De leden van de SP-fractie vragen wat de rol is van de overige richtlijnen zoals REACH, de Nitraatrichtlijn en het GBL en hoe zich dit tot elkaar verhoudt. Hierbij wijzen deze leden op de problemen rondom chemische en opkomende stoffen. Hoe wordt deze problematiek door de evaluatie opgepakt? Deze leden vragen ook hoe nieuwere problemen in de (eventuele) herziening van de Kaderrichtlijn worden meegenomen, zoals klimaatverandering en de invloed van extremer weer op de waterkwaliteit, opkomende stoffen en microplastics.

Green Deal

De leden van de VVD-fractie lezen over een strategie voor duurzame en slimme mobiliteit. Deze leden zijn het eens met de positieve beoordeling van de Ministers met betrekking tot het elektrificeren van grondoperaties op luchthavens. Tevens delen deze leden de beoordeling dat het gebrek aan aandacht voor disruptieve innovatie, zoals elektrisch vliegen, als een gemis wordt gezien. Wordt hier alsnog aandacht voor gevraagd tijdens de Milieuraad?

De leden van de VVD-fractie lezen over een Europese standaard voor veilig, voedzaam en een hoge kwaliteit voedsel. Wat is deze Europese standaard? Voldoen alle lidstaten van de Europese Unie (EU) aan deze standaard? Zo nee, welke landen nog niet en waarom niet? Kunnen de Ministers toelichten welke verschillen er in de Nederlandse en Europese standaarden zijn met betrekking tot milieu-, dierenwelzijns- en voedselstandaarden? Kunnen de Ministers dit toelichten voor dierlijke producten, plantaardige producten en een tweetal andere categorieën?

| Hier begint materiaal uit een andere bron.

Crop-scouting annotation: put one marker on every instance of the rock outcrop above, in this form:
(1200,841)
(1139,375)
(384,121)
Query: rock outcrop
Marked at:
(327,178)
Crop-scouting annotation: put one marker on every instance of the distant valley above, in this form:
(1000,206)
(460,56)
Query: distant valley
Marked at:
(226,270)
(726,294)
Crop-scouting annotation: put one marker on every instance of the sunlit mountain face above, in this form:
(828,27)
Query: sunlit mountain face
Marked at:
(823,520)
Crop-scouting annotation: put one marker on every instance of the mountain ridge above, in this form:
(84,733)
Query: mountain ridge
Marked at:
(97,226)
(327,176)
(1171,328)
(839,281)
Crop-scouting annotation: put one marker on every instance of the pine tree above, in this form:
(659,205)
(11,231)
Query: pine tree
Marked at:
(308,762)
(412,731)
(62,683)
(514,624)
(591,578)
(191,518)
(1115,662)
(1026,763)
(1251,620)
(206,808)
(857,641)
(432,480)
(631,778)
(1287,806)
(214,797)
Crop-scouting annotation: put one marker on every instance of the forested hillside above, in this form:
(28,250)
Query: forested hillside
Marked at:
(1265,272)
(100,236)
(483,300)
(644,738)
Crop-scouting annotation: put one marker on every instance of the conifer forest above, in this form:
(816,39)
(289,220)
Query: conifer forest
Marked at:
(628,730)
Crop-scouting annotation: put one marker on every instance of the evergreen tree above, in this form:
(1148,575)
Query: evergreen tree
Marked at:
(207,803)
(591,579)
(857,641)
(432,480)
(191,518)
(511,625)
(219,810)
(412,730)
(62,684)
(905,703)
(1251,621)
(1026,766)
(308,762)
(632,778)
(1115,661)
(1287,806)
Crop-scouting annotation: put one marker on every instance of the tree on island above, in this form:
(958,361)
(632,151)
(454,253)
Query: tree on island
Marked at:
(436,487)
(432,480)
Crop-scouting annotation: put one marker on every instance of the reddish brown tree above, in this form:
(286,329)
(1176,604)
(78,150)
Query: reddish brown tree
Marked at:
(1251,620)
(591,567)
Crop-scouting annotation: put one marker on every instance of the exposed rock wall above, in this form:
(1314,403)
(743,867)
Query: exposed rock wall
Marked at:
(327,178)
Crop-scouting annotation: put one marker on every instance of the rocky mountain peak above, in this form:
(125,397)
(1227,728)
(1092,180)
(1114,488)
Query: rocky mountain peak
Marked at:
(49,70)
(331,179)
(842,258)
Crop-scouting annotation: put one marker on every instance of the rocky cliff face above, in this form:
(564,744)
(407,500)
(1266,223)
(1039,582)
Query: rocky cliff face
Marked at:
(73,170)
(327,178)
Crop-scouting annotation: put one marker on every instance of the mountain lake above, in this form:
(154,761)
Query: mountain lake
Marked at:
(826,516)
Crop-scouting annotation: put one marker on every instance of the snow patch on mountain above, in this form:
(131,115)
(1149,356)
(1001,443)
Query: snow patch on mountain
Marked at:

De leden van de VVD-fractie vragen naar de controle door de EU op ingevoerde levensmiddelen. Deze leden lezen dat levensmiddelen die niet voldoen aan de Europese milieunormen niet worden toegelaten tot de EU. Op welke manier vindt deze controle plaats, wat zijn precies de relevante EU-milieunormen en vinden deze controles in alle landen even secuur en adequaat plaats? Zo ja, op welke manier wordt dat gecontroleerd? Kunnen de Ministers verklaren waarom er producten op de Nederlandse en Europese markt beschikbaar zijn, die met pesticiden behandeld zijn die in Nederland en Europa al lang zijn verboden? Deze leden krijgen signalen dat bijvoorbeeld de douanecontrole op levensmiddelen in andere EU-landen minder secuur plaatsvindt dan in Nederland. Zie hiervoor ook de vragen van het lid Lodders1. Kunnen de Ministers hier een toelichting op geven? Delen de Ministers de mening dat, voor het waarborgen van eenzelfde levensmiddelenkwaliteitstandaard, het cruciaal is dat in alle EU-landen de controle er hetzelfde uitziet? Zo nee, waarom niet? Zo ja, dan ontvangen deze leden graag een toelichting op hoe de Ministers dit gelijke speelveld in Europees verband gaan verwezenlijken, ook met het oog op de Nederlandse voedselkwaliteitsstandaarden.

De leden van de VVD-fractie lezen dat de Ministers streven naar meer consumenteninformatie op voedsel. Deze leden vragen hoe de Ministers dit gaan verwezenlijken? Een uitgebreidere informatievoorziening brengt meer kosten met zich mee. Wie in de voedselketen gaat dit extra bedrag betalen?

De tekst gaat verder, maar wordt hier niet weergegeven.